Our ancestors were crafty people, too. Long before email and widespread telephone use, the cheapest way to reach friends and family was the penny postcard. Unrestricted by modern sorting machinery, early cards might arrive with glued-on glitter, yarn, lace, google eyes, anything imaginable. My little collection includes Portsmouth postcards made of leather and wood from the dawn of the 20th century. All could be mailed for a single cent.
This hand-assembled postcard was a gift from a Portsmouth Herald reader. Posted from Kittery in 1907, this sturdy card includes tiny photo views of Market Square and the public library, now Portsmouth Historical Society. The top image is a fuzzy view of the USS Constitution taken from Portsmouth. Curiously, the frigate “Old Ironsides” had been moved from Portsmouth Harbor and back to Boston ten years before his card came out.

The crafty part here is a red paper heart on the left. It reads–“Heart of Portsmouth, NH.” Affixed with a metal brad, the heart swings open to reveal more tiny images. There are 14 of them folded accordion-style and scarcely an inch wide. The pictures offer a snapshot of what our forebears believed was important about the city more than a century ago. Five of the cards relate to the Treaty of Portsmouth that ended the Russo-Japanese War here in 1905.
It is significant, I believe, that only two of the structures depicted are gone–the Rockingham County Courthouse and Christ Church. All the rest remain still standing in the historic downtown.
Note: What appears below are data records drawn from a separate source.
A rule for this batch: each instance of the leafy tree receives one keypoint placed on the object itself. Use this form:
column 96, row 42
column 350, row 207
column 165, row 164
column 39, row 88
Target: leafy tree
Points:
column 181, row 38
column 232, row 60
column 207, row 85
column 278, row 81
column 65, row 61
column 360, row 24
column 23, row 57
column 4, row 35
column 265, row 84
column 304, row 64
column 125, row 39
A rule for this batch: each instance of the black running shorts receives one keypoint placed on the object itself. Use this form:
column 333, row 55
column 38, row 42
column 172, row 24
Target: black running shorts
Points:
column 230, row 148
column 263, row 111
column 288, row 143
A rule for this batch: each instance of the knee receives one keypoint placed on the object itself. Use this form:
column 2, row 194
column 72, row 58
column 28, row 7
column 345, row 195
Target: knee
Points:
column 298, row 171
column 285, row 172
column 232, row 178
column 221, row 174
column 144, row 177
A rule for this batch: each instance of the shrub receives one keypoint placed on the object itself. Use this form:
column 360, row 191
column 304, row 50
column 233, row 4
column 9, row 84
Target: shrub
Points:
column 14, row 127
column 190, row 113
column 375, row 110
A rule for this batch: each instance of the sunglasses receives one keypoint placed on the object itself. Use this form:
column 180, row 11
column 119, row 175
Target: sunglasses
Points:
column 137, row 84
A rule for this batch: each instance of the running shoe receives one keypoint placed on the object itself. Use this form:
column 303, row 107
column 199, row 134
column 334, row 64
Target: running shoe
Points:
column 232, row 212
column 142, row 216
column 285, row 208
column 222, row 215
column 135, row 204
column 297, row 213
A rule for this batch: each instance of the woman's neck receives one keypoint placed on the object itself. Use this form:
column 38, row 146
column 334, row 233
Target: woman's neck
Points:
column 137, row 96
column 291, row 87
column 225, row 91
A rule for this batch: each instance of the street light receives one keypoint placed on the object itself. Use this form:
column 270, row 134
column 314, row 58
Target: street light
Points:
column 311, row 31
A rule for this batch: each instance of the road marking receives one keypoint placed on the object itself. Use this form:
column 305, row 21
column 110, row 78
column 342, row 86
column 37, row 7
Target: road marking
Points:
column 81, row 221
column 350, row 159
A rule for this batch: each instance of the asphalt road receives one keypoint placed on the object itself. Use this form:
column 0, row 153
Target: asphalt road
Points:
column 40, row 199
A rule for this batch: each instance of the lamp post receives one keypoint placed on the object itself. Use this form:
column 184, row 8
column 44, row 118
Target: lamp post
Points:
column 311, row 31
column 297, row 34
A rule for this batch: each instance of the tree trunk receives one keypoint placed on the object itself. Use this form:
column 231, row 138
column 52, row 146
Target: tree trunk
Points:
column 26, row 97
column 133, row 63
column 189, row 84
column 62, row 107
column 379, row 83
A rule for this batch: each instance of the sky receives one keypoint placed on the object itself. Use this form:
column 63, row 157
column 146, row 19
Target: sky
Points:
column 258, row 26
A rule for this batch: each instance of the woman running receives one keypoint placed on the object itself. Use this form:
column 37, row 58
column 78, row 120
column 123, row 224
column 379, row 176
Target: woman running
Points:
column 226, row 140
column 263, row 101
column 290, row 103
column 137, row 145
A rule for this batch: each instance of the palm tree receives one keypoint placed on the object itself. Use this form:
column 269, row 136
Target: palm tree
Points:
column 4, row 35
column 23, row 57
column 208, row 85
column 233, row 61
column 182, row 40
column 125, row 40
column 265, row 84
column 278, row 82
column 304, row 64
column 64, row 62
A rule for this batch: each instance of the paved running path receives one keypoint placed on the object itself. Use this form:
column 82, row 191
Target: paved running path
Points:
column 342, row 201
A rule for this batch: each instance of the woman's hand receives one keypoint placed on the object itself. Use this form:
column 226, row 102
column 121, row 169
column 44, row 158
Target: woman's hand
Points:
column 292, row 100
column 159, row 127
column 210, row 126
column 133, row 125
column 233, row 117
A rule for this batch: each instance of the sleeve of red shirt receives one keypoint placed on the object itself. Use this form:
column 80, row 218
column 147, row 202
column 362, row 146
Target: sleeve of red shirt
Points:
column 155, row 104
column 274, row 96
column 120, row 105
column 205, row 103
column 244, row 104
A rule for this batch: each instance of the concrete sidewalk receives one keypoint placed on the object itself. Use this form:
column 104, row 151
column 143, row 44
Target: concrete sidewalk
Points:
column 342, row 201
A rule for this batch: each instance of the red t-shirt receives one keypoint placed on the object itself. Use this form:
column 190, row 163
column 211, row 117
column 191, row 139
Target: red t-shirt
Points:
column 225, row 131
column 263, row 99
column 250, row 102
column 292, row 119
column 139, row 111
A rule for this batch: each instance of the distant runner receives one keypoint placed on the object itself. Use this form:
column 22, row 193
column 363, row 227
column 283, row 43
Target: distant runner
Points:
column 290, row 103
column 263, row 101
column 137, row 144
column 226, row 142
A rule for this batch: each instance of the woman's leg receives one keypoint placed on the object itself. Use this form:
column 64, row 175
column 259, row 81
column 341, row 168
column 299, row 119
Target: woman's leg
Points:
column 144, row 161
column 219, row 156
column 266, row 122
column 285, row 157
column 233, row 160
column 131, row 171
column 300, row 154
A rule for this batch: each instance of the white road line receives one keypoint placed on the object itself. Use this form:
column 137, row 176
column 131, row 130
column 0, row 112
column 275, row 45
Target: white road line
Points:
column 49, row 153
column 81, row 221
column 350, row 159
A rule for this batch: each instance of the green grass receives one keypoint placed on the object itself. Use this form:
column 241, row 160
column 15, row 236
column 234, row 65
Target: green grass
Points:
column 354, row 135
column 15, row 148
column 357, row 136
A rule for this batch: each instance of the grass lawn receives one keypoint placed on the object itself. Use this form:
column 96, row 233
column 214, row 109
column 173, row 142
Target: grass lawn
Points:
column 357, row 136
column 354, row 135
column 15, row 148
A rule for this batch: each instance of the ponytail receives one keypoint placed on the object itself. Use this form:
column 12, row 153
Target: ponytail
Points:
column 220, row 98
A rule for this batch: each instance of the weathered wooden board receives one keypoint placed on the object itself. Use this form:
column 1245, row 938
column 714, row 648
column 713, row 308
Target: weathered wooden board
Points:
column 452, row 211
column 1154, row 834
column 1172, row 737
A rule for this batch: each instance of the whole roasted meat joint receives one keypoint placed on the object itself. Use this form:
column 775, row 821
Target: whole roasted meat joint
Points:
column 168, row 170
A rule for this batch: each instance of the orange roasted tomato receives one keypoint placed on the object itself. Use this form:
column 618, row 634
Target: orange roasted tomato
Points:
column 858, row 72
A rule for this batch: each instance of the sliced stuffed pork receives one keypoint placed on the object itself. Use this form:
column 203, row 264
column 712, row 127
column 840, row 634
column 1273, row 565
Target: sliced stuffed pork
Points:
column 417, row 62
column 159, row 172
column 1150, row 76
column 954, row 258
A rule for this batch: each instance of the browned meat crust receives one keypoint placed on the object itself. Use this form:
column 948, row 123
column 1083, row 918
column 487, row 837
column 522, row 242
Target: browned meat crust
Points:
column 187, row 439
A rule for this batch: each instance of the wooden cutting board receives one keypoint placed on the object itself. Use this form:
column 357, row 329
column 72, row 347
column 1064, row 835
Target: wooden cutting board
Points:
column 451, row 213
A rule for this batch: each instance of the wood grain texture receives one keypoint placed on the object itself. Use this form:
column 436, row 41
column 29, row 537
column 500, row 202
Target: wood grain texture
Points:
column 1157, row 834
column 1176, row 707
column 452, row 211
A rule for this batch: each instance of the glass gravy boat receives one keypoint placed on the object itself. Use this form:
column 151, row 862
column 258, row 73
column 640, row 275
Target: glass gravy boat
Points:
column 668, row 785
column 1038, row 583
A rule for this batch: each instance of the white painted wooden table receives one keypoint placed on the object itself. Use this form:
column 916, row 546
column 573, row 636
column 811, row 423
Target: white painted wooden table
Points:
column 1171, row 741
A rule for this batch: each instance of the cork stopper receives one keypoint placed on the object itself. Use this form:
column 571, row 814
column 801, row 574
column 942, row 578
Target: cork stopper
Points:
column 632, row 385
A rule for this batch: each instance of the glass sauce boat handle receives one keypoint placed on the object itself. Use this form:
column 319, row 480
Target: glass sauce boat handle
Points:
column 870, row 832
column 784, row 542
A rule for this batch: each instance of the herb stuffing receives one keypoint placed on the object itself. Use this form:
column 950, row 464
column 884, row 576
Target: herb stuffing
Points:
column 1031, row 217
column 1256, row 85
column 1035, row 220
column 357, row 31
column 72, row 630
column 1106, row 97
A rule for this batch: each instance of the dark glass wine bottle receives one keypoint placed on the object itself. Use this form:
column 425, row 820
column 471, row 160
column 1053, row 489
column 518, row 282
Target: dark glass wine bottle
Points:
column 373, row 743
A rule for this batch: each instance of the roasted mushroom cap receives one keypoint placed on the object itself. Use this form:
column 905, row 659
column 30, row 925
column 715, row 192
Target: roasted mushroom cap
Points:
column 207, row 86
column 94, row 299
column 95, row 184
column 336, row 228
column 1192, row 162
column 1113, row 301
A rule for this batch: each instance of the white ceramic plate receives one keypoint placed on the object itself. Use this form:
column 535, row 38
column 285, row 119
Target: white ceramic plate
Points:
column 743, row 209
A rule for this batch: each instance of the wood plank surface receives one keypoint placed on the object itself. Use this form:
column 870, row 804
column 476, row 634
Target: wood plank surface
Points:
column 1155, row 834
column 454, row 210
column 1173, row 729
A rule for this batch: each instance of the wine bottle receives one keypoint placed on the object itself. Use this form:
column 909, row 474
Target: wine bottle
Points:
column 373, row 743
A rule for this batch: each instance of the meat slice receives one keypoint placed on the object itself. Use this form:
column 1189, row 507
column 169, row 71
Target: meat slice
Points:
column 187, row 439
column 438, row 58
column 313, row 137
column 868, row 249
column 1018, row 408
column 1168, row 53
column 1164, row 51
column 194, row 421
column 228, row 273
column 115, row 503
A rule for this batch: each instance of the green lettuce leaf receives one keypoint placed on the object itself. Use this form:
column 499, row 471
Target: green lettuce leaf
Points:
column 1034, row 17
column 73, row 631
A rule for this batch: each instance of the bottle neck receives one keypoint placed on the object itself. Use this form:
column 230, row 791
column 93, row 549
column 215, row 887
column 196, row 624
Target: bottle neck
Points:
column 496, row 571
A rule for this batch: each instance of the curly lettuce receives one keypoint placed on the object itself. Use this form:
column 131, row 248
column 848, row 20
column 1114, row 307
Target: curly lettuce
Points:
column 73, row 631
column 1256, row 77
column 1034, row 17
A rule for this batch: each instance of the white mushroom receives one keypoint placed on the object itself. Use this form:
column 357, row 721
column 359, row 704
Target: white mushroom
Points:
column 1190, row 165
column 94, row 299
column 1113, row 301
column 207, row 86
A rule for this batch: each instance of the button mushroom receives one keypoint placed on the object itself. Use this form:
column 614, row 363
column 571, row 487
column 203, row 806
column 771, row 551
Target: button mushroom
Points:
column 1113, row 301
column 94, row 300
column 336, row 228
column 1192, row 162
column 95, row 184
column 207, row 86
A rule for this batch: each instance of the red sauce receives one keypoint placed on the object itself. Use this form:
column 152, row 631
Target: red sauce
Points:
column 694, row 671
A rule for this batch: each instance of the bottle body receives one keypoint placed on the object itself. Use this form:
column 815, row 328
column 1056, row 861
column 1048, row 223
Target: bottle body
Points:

They include the Warner House, the old high school (now apartments), the 1664 Jackson House, the Soldiers and Sailors Monument, Gov. John Langdon House, and the Rockingham Hotel (now condos.)
For the record, Portsmouth was not the only attractive city featured among a series of copyrighted cards produced by the Glazier Art Co. of Boston. A little onlines sleuthing shows nearly identical postcards from Nashua, NH and from Massachusetts’ locations like Amebsury, Nantucket, Chatham, Cape Ann, Plymouth, Boston. Company workers also assembled “Heart of” penny postcards for Utica, NY, Bardstown, KY, and Millersville and Tunkhannock, PA. They were distributed by the Samuel Ward Company that also specialized in hotel guest books, diaries, scrapbooks, and the ever popular “five year line-a-day book.”